古代中国の賢者、老子、荘子は、無為自然・・・即ち、あるがままで作為をせず、無用者、無能者に徹してこそ、素晴らしい人生を送ることが出来ることを説いた。
だが、それをバッサリ切り捨てたのが我が国の二宮尊徳(にのみやたかのり)だった。
「人が手を入れなければ畑は荒れ、家はあばら家になる。無為自然など、もっての他」
全くもって、その通りで、現代の賢者、WIRED誌共同創刊者のケヴィン・ケリーも、「60年かかって、存在するとはメンテナンスすることだと分かった」と言う。
二宮尊徳が言ったことは、それほど深い真理だという訳である。
だが、老子、荘子の「無為自然」だって偉大な真理だ。

上の両者を見事に止揚(しよう)する言葉がある。
止揚とは、ドイツ語のアウフヘーベンをそのまま使うこともある哲学概念で、
「矛盾する諸要素を、対立と闘争の過程を通じて発展的に統一すること」
だ。
矛盾する諸要素とは、上で言えば、老子、荘子の「無為自然」と、二宮尊徳とケヴィン・ケリーの「存在とはメンテナンスすること」だ。
この両者をアウフヘーベンする言葉は、スーフィー(イスラム教神秘主義)の教えらしいが、
「神を信用しろ。だが、ラクダはつないでおけ」
だ。
神様を信頼し、全てをまかせて余計な作為はしない。
だが、ラクダをつながずに放っておいても、神様がラクダをどこにも行かせないし、盗まれないよう守ってくれるといった、度の過ぎた甘えは許されない。
ジョセフ・マーフィーが、いかに「努力は無用」と言ったところで、家でゴロゴロしていて成功するはずがない。
だが、全て自分の力でコントロールしようとしても、人間は所詮、無力で、神様に任せるしかない。たとえ、自分が望む結果にならなくても。

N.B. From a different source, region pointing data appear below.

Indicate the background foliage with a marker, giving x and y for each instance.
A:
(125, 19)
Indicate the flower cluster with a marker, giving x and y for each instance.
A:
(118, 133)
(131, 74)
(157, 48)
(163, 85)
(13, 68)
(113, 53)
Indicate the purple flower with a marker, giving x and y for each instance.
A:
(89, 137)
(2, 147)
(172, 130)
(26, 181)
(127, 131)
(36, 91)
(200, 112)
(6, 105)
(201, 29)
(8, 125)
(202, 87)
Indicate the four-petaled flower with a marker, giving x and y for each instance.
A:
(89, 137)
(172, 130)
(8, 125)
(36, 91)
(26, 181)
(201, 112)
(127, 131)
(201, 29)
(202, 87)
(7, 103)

昔、いかにも緩んだ、甘えた自己本位の感じがする女性が、書店でジョセフ・マーフィーの本を熱心に見ていたのを気味悪く感じたことが忘れられない。
マーフィーの成功法則は彼女を救えない。そう確信した。
彼女は、ラクダをつながない人間だ。

『処女の泉』というスウェーデン映画がある。
非常に信仰深いキリスト教徒の男がいた。
祭壇にひざまずくだけでなく、立派に農園を経営し、貧しい者に施しを与えることも忘れない素晴らしい人物だった。
だが、男は、目の中に入れても痛くない、可愛い娘(14か15歳だろうか)を、浮浪者の3人の兄弟にレイプされ殺されてしまう。
(凄惨なレイプ、殺害シーンが問題視された)
男は、犯人を突き止めると、その逞しい身体で3人を打ち倒して殺し、復讐を遂げる。
そして、娘の遺体を見て、初めて神様に恨みの言葉を吐く。
「あなたは見ていたはずだ。こんなに信仰深い私に、なんという苦しみを与えるのですか?」
だが、男は、少しの後、こう言う。
「娘が横たわっているここに、私は自分の手でレンガを積み、漆喰を塗って教会を建てることを約束する」
すると、娘が横たわっていたところから泉が湧いた。
彼は、信仰深いのに、全ては自分がコントロール出来ると思っていて、実際、コントロールしていた。
もっと、無為自然になり、必要なことだけやれば良かったのだろう。
一言で言えば、リラックスすれば良かったのだと思う。

さて、今日は、パリのセーヌ川の中のセガン島にある最高の劇場「ラ・セーヌ・ミュージカル」で、初音ミクさんがライブを行う。
日仏国交160周年記念「ジャポニスム2018」で、日本の代表としてフランス国民との親善を深める大役を担っているのである。
東京150年祭で、東京オリンピックを控えた日本の顔は、やはりミクさんだった。
今回も、神のご加護で素晴らしいコンサートになるはずだ。
その様子が9日、WOWWOWで放送されるらしい。
1ヶ月だけ契約しようかな・・・
その際、テレビではなく、ビデオ装置のB-CASカード番号で契約することを忘れてはならない。でないと、録画出来ないので。